By Tanya Collier Macdonald
Cape Breton Post Front page
Thurs., May 20, 2004

SYDNEY - Drop that french fry and start walking, Cape Breton.

Three new healthy initiatives are coming, via the Cape Breton District Health Authority now that it has its hands on $330,000 in government funding aimed at promoting better health on the island.

The first is to develop plans and policies that promote improved nutrition at schools and workplaces through the project Healthy Food Choices.

The second will be to expand an already successful Communities in Motion project currently delivered by the district's community health boards.

The final initiative is Building Healthier Communities, a project that will put community health plans into action with help from the district's staff and public health services.

Health Promotion Minister Rodney MacDonald made the funding announcement in Sydney, Wednesday.

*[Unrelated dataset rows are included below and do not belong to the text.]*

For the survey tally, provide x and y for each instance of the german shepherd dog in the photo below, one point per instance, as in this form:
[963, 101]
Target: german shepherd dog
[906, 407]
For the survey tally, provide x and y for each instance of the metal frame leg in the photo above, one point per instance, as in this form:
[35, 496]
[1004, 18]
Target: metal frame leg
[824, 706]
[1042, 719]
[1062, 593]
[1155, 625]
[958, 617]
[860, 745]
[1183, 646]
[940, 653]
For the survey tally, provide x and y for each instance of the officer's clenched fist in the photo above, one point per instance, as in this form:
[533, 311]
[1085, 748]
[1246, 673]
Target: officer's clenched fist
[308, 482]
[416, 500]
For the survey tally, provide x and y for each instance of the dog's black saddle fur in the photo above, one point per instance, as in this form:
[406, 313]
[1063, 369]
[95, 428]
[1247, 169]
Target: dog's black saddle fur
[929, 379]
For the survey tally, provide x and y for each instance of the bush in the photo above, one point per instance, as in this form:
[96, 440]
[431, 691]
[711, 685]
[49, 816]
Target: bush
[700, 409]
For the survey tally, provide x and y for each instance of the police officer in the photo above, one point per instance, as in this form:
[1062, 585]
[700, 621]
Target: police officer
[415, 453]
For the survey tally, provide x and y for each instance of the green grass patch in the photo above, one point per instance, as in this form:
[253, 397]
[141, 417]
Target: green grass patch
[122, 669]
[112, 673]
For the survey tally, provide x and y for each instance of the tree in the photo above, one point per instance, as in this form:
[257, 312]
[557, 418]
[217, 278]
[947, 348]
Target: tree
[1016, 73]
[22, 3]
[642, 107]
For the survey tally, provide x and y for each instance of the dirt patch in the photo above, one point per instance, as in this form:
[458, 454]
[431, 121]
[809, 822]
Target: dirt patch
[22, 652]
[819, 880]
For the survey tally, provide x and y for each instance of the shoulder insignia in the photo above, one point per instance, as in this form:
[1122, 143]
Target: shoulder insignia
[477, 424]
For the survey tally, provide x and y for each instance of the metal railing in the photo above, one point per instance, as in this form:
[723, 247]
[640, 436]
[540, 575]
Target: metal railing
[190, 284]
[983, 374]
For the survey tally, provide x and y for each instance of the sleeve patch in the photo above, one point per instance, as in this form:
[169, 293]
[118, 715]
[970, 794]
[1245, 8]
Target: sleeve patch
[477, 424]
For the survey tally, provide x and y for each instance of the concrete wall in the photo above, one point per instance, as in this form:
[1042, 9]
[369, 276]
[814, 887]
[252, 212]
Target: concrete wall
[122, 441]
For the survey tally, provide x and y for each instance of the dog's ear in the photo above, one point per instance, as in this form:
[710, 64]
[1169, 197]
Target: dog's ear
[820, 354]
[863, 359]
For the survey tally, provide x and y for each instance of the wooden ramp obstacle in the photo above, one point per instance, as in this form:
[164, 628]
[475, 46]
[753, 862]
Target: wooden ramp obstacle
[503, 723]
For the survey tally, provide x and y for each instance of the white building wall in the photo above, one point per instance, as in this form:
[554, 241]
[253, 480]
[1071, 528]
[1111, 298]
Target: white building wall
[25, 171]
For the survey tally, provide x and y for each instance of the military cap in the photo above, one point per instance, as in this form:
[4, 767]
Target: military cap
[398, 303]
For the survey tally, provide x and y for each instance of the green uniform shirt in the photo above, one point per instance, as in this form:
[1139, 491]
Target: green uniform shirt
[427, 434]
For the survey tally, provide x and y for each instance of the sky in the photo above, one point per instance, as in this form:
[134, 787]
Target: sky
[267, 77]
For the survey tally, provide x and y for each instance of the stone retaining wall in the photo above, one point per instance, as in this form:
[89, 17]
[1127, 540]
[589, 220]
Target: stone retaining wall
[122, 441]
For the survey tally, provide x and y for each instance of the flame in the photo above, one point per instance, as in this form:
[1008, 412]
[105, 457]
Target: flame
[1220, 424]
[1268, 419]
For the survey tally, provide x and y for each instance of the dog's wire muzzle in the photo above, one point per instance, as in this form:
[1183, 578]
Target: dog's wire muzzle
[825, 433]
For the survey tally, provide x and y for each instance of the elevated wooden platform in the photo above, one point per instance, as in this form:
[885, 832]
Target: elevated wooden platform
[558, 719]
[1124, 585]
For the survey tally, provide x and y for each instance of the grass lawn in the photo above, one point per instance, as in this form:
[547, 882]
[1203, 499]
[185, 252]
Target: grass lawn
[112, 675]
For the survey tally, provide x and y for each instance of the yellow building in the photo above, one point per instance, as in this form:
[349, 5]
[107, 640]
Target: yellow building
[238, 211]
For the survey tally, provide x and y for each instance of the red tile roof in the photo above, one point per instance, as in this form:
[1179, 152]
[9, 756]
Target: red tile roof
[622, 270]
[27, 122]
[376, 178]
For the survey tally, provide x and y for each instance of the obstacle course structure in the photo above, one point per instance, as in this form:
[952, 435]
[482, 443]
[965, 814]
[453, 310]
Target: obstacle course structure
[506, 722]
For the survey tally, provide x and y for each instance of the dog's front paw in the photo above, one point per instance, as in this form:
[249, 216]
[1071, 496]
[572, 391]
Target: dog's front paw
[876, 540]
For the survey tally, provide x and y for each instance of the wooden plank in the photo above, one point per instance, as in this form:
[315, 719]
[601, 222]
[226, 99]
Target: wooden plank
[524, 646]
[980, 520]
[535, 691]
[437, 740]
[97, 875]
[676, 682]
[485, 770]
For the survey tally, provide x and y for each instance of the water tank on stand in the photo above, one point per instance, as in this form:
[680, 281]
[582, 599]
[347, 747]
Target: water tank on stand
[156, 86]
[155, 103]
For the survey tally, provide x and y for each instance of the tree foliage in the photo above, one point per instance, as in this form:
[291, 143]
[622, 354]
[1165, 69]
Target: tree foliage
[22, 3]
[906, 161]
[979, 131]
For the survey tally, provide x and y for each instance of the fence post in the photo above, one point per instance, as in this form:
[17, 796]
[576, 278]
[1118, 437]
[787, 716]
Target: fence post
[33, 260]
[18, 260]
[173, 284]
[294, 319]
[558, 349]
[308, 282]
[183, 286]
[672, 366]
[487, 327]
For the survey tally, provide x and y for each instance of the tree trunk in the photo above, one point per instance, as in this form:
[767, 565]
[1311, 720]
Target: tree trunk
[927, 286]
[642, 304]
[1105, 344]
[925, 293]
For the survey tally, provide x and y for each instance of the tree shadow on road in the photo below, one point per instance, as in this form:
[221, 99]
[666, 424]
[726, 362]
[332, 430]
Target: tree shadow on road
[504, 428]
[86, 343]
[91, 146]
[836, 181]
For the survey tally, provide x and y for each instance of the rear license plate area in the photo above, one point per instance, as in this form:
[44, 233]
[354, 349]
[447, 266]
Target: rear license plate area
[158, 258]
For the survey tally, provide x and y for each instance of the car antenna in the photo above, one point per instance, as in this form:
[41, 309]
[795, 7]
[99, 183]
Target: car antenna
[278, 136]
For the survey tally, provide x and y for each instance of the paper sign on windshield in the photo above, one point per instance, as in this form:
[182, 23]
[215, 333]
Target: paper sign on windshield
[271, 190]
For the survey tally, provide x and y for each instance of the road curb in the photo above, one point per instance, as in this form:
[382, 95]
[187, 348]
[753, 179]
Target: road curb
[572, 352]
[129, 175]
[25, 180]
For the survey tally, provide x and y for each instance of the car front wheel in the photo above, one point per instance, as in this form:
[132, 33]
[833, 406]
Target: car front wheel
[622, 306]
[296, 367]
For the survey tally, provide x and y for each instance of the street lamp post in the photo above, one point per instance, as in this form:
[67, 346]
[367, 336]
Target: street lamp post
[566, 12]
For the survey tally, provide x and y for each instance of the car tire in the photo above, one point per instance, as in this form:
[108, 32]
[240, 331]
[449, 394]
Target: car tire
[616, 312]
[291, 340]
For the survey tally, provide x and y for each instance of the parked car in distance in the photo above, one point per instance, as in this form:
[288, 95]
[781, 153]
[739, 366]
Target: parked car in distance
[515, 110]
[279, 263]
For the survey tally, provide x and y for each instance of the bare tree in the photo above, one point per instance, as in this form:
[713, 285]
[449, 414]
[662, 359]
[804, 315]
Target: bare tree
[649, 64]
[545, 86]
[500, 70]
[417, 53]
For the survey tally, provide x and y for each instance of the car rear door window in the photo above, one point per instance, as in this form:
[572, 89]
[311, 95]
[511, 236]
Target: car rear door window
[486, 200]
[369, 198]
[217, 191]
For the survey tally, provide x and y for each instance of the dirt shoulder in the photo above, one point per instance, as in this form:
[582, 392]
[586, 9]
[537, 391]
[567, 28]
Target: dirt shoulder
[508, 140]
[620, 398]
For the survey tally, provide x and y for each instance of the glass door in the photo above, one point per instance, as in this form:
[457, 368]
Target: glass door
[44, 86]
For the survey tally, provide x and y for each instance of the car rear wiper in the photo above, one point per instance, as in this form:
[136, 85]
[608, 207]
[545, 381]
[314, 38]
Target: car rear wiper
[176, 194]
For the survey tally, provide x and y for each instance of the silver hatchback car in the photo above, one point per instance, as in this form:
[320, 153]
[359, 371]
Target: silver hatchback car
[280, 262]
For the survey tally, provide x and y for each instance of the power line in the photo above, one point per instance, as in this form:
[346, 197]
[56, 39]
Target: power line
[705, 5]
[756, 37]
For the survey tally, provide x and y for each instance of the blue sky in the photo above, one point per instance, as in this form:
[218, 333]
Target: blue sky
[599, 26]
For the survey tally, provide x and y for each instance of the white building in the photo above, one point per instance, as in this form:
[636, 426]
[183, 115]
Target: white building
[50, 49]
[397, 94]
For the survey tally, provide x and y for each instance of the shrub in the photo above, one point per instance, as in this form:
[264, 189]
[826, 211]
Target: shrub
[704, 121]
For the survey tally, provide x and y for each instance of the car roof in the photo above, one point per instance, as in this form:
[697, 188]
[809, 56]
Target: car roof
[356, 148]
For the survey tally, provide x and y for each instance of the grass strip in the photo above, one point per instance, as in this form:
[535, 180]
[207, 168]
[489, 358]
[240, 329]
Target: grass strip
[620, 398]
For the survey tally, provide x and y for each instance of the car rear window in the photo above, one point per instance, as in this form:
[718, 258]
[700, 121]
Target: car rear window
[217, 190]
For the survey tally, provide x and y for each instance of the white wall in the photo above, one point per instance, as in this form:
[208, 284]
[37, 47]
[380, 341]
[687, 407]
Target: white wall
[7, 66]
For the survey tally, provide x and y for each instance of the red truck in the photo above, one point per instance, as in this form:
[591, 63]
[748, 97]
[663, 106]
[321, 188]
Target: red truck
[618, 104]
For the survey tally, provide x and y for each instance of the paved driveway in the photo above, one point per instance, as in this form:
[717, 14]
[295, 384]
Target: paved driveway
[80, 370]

He said the island's health challenges, including high levels of chronic illness, have been researched and studied enough. "This is about moving forward into the future."

Three levels of government fund projects

The funding is part of a $71-million cost-share agreement among the three levels of government for efforts to cleanup the Sydney tar ponds and coke ovens sites. Most of that money has already been spent on projects already completed.

Frank Potter, director of operations for the provincial Sydney Tar Ponds Agency, said discussions with the island's health community encouraged governments to spend the remnants of the cost-share agreement on strategies for health promotion. "We need to look forward and promote healthy lifestyles."

The Cape Breton district is currently ranked the unhealthiest in Nova Scotia. John Malcom, its chief executive officer, said he hopes to turn that statistic around and make island residents the healthiest in the province within five years. "It's really a significant challenge," he said.

However, residents know what changes are needed. Malcom said communities have to raise the importance of healthier eating and healthier communities. Surveys conducted by the district show only 18 per cent of the population has five servings of fruits and vegetables a day. And 48 per cent of those asked consume fruits and vegetables less than twice a day.

Promoting public policies for healthier eating is also essential, he said. The Cape Breton Regional Hospital cafeteria once cooked 25 cases of french fries a week. That amount has dropped to two. Comparatively, the cafeteria once purchased about three buckets of fruit each week. That amount has since increased to 25 buckets.

Food insecurity is also a factor, said Malcom. Twenty-two per cent of residents surveyed said it's too costly to eat properly - especially those earning minimum wage.

As far as getting communities on the move, Malcom said Margaree residents are a good example of what can be accomplished. It now has about 100 members taking part in tai chi each week.

Mary Daly, public health nutritionist, said she's excited about the upcoming initiatives, expected to be implemented within the next 12 to 18 months. She said the district has limited resources when it comes to health promotion and the new funding should help relieve that strain.